Kan urged people living 20-30 kilometers (12.4-18.6 miles) of the plant to remain indoors. The area within a 20 kilometer radius was evacuated earlier, following Saturday’s explosion.

He also urged the public to remain calm.

The government ordered a no-fly zone over the plant, within a 30 kilometer radius, the Kyodo news agency reported.

Also Tuesday, the housing at Fukushima Daiichi’s inoperative No. 4 reactor caught fire, although TEPCO later reported that the fire had been extinguished.

The plant has six reactors in total.

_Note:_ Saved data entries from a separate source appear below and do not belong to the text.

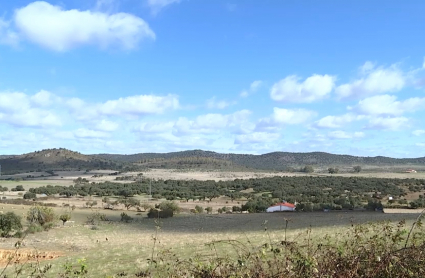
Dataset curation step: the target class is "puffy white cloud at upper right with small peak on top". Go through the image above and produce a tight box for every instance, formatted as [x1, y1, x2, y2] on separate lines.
[335, 62, 406, 99]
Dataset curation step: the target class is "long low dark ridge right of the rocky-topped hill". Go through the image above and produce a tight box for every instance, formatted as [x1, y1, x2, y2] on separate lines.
[95, 150, 425, 170]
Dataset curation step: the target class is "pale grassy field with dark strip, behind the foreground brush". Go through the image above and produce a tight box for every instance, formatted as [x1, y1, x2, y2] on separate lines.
[0, 205, 417, 277]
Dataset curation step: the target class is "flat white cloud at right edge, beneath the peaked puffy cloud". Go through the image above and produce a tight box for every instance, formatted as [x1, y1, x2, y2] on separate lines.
[353, 95, 425, 116]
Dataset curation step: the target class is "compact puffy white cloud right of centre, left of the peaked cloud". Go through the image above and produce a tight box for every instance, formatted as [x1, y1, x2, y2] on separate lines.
[270, 74, 336, 103]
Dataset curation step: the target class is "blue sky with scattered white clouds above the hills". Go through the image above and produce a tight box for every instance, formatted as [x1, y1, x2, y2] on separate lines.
[0, 0, 425, 157]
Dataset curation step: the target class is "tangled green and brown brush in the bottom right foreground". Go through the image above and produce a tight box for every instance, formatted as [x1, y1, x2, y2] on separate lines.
[143, 217, 425, 278]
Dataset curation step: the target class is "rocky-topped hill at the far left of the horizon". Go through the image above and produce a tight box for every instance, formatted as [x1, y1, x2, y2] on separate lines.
[0, 148, 128, 174]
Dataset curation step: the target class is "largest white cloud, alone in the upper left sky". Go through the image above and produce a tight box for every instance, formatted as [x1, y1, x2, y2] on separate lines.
[14, 1, 155, 51]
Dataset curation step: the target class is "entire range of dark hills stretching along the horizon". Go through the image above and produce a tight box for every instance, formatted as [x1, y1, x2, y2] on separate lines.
[0, 148, 425, 174]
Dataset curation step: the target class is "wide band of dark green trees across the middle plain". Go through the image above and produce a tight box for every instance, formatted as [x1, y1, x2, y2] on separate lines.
[29, 176, 425, 211]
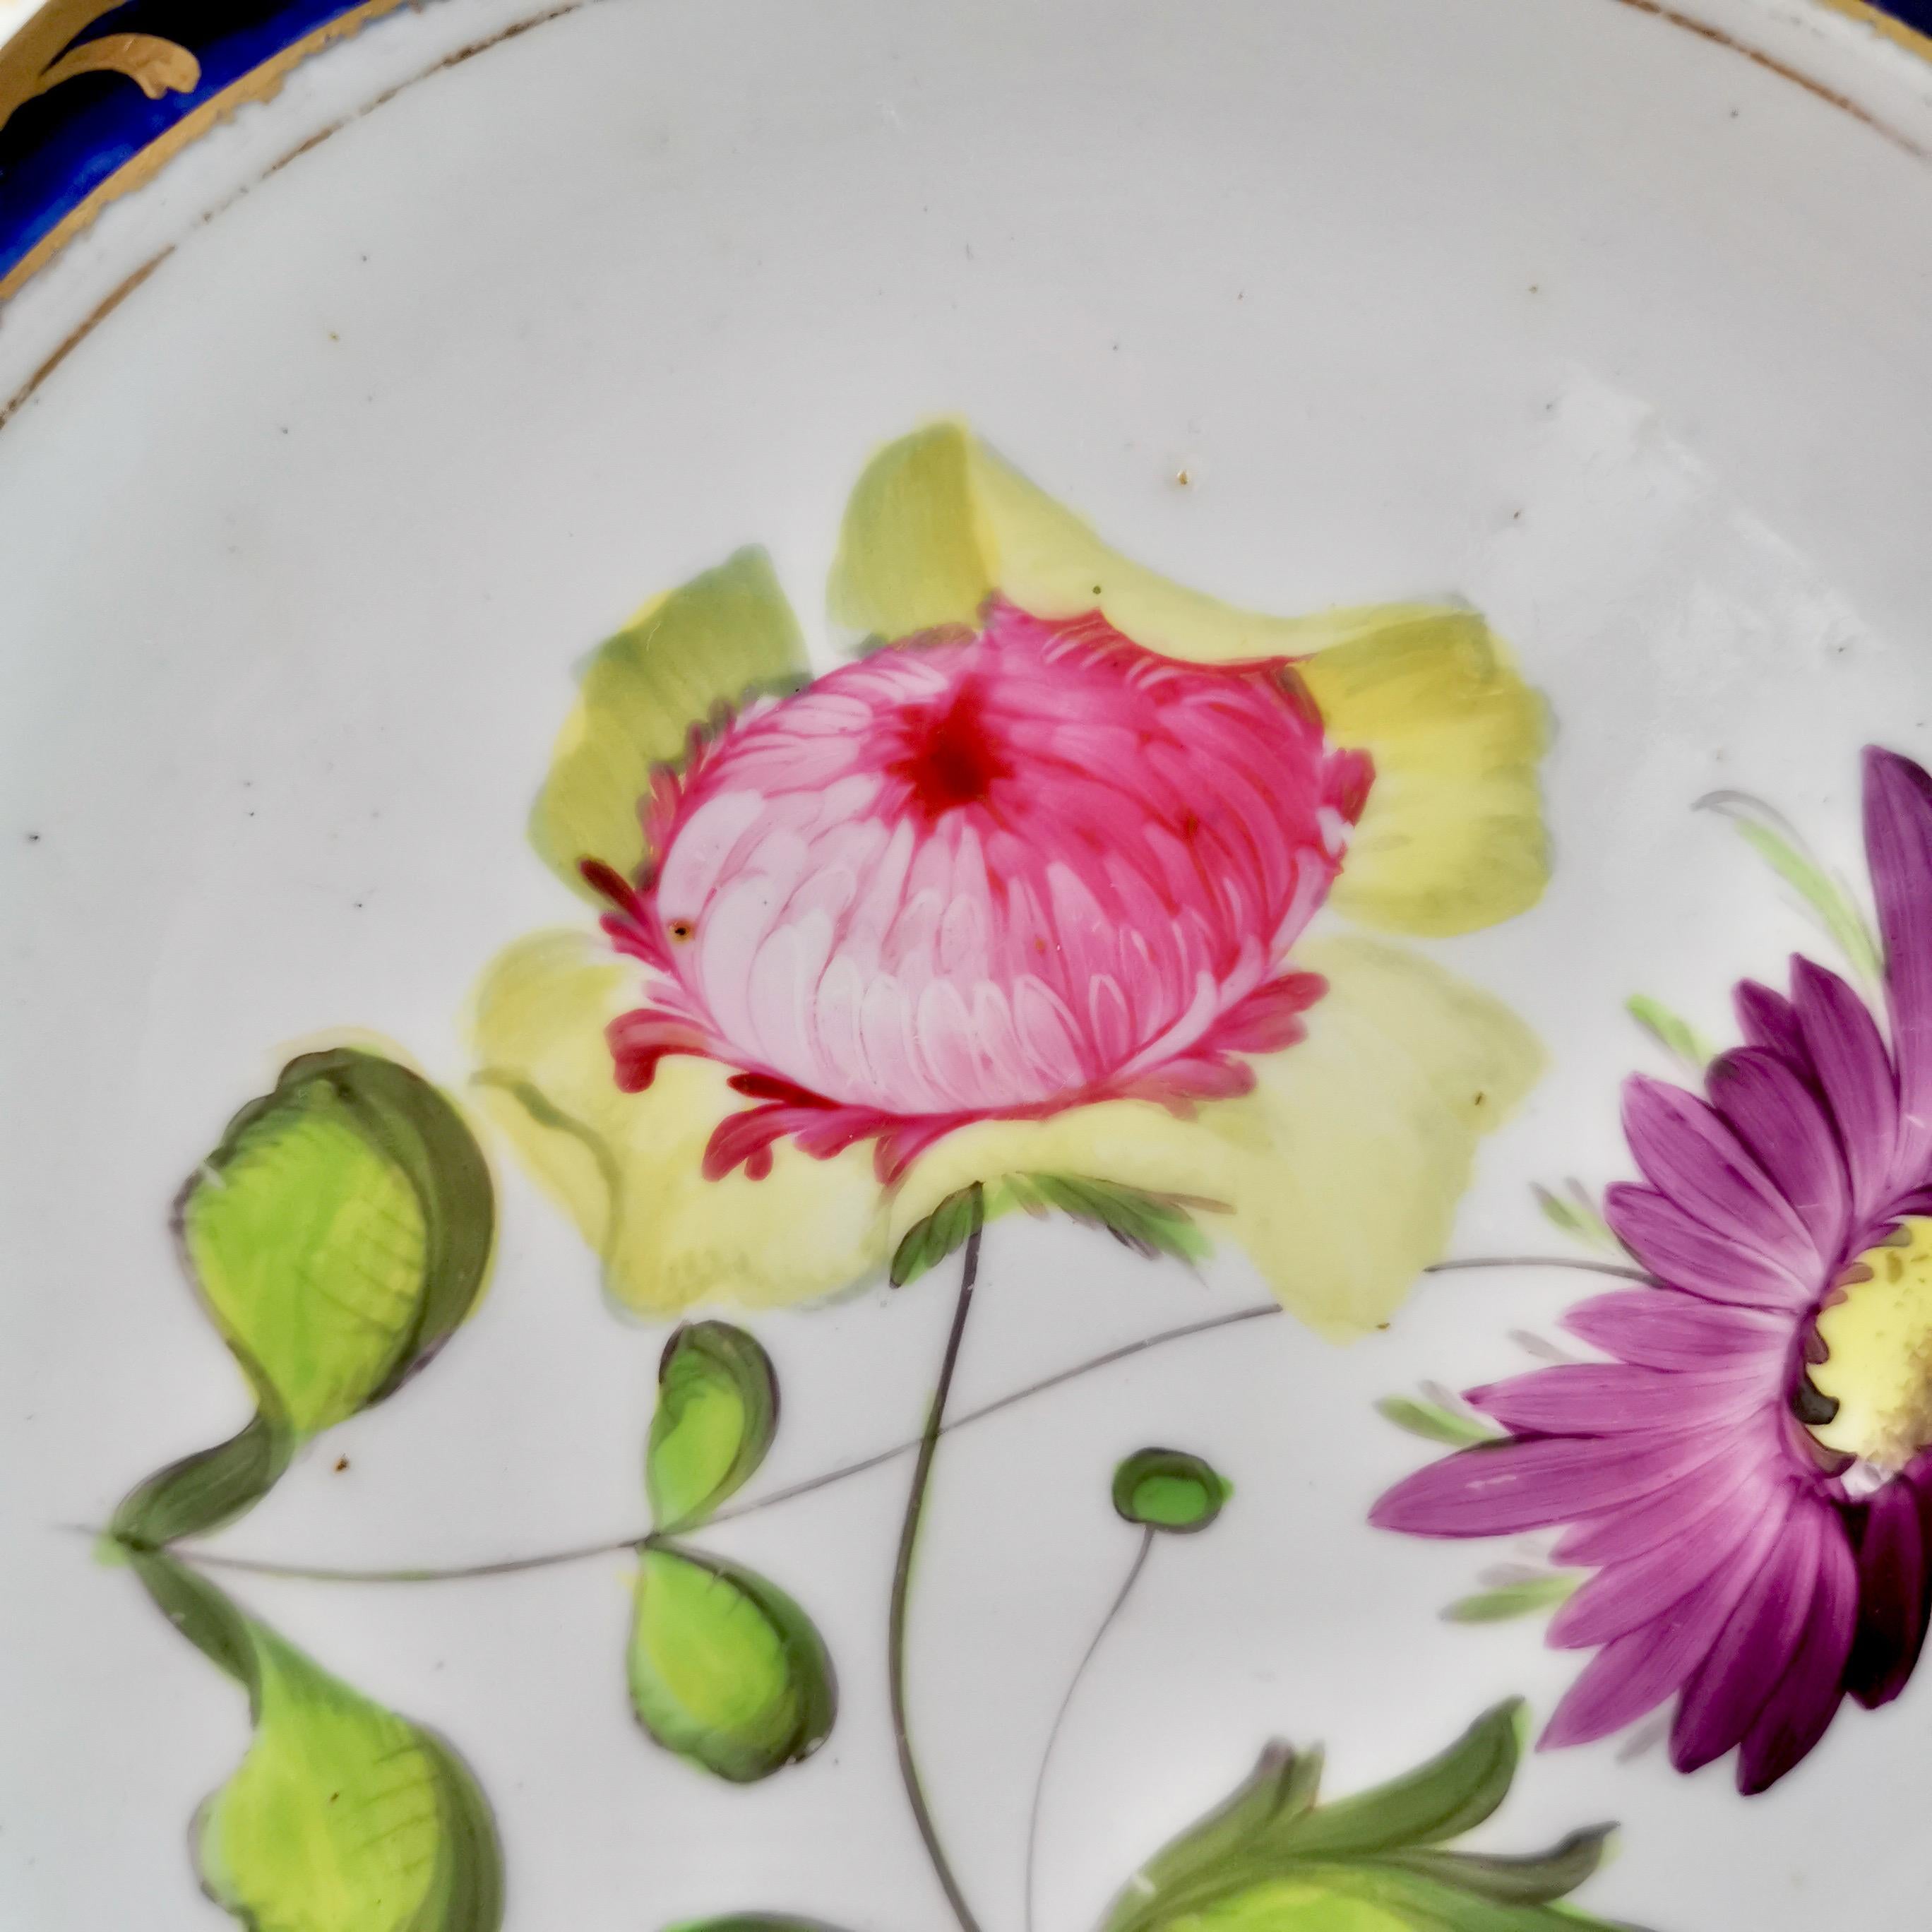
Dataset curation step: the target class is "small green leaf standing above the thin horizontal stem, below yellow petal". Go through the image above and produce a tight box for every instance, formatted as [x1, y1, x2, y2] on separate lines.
[643, 1321, 779, 1534]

No. 4, 5 and 6 were not operating at the time of the earthquake and tsunami due to periodic inspections.

The U.S. Navy reported that equipment aboard the USS George Washington, the nuclear-powered aircraft carrier homeported at Yokusuka near Tokyo, had detected elevated radiation levels on Tuesday morning from the stricken Fukushima plant.

As a precautionary measure, the commander of U.S. Naval Forces Japan recommended that personnel attached to the base and a nearby Naval Air Facility limit outdoor activities and secure external ventilation systems.

“These measures are strictly precautionary in nature,” the commander said in a statement. “We do not expect that any United States federal radiation exposure limits will be exceeded even if no precautionary measures are taken.”